A Nigerian-born doctor was yesterday in the UK convicted for fraud just as it emerged that he was responsible for the death of a newborn baby four years ago.
Gynaecologist Anthony Madu(pictured), , who graduated from University of Calabar in 1992, was convicted of six counts of fraud on Friday after a jury was told he pocketed up to £120,000 as a locum in England while he was claiming he was too sick to work at the University Hospital of Wales, Cardiff.
Walesonline reports that Madu made ‘tens of thousands of pounds’ while working for Sandwell General Hospital in Birmingham as well as Scarborough General Hospital and The Royal Oldham Hospital in Greater Manchester, the jury heard.
Prosecutor Christian Jowett said: ‘He was legally obliged to tell his employers about his work but he did not do so.
‘He was also legally obliged to tell two locum agencies that he was on extended leave and had been granted sickness leave.
‘But he continued to work and receive payment from both Cardiff and Vale University Health Board and his work in England.
‘This was a very costly business for the NHS and very lucrative for Dr Madu – that’s why he did it. Madu had been irresponsible as well as dishonest.’
The prosecution said the total cost to the Welsh NHS for covering his absence was £49,000 and Madu received more than £100,000 for working as a locum and £29,000 in sick pay.
The 45-year-old was convicted of failing to declare to Cardiff and Vale University Health Board (CVUHB) he had taken secondary employment, that he had failed to tell two different agencies, Medacs and JCJ, he had been signed off sick and that he did not declare to either agency he had been suspended.
He was convicted of six counts of fraud and was remanded in custody until he can be sentenced next month.
Madu was given the specialist registrar obstetrics gynaecology post at the University Hospital of Wales, Cardiff, in August 2009.
From January 2010, he then submitted sick notes on three different occasions, saying he could not work because of stress.

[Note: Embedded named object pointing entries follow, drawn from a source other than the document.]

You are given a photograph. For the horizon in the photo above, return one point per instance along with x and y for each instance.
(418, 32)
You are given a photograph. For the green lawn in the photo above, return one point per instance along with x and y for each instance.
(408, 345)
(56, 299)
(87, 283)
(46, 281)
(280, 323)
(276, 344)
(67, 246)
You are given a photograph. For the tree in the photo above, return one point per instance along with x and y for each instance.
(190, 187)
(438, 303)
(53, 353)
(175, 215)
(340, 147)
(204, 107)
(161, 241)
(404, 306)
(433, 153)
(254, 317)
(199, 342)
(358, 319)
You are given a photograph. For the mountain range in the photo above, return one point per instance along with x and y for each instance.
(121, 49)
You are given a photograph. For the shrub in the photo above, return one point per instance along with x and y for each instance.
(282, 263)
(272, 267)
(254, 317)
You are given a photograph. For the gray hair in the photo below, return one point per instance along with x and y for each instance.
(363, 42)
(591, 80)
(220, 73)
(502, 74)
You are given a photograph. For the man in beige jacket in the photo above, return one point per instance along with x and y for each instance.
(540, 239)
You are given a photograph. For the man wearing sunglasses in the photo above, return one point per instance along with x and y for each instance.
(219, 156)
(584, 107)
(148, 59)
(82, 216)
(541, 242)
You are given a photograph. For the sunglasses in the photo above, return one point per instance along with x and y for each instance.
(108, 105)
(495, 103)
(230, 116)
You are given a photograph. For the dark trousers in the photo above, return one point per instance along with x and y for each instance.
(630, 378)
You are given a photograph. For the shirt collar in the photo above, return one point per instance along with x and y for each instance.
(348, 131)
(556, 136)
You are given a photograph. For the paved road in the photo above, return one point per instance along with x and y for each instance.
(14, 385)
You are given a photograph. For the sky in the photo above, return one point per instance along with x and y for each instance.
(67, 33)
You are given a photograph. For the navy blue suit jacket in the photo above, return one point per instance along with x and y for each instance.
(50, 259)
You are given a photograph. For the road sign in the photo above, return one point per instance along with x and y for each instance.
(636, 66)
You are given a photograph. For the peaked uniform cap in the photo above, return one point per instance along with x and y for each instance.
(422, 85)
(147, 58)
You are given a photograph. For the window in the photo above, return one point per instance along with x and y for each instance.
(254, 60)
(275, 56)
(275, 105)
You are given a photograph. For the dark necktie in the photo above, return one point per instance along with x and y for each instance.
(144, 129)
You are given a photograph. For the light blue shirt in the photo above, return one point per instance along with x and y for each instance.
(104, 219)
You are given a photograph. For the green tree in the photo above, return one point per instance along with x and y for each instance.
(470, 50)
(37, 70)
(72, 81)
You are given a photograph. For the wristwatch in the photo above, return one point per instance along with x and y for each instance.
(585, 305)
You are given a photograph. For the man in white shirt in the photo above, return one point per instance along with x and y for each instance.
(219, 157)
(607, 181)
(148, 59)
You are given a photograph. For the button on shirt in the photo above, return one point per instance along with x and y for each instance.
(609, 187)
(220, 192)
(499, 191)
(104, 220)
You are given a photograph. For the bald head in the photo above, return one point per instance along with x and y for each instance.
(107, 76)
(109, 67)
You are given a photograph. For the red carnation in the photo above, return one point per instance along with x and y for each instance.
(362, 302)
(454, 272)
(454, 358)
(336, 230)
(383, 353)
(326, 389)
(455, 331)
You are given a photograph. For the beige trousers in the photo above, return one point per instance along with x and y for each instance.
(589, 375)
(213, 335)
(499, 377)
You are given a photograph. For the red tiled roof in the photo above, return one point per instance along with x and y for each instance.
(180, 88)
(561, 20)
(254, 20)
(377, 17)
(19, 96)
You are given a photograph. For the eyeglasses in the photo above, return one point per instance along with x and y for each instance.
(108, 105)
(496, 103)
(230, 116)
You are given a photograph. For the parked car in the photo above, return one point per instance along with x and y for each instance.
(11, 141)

Remanding Madu in custody at Cardiff Crown Court, Judge David Wynn Morgan said: ‘It may well be a tragedy has been avoided by the timely actions by the health board.’ Madu will be sentenced on November 28
It has now emerged that Madu, now 45, was taken on by the Cardiff and Vale health board in August 2009 just weeks after he was involved in the care of a first-time mum whose baby Mikhael was born unresponsive and died 11 days later.
An inquest into baby Mikhael Morales was not held until October 2012 when a coroner ruled that his death was caused by his mother Sheryl Morales being given too much of a drug during her labour at the Royal Bolton Hospital.
Madu, a locum doctor on duty at the Royal Bolton at the time, had said he could not remember signing the prescription for the drug – but investigators said the signature was definitely his.
At the hearing, Assistant coroner Kevin McLaughlin singled Madu out for criticism saying he was an “unimpressive witness” and “largely unreliable”.
He said that the midwives on duty at the time had been trying to do their jobs to the best of their ability.
A police investigation was carried out but no charges brought and the Bolton hospital apologised to parents Sheryl and Leonard Morales, who have since moved to the Phillipines.
Walesonline also revealed that Madu is currently suspended by the General Medical Council, which has been engaged in a long-running legal battle with him.
High court papers show that the HMC has accused him of misrepresenting his postgraduate training record, behaving inappropriately to colleagues and patients, working in medicine in breach of previously imposed restrictions and failing to co-operate with investigations.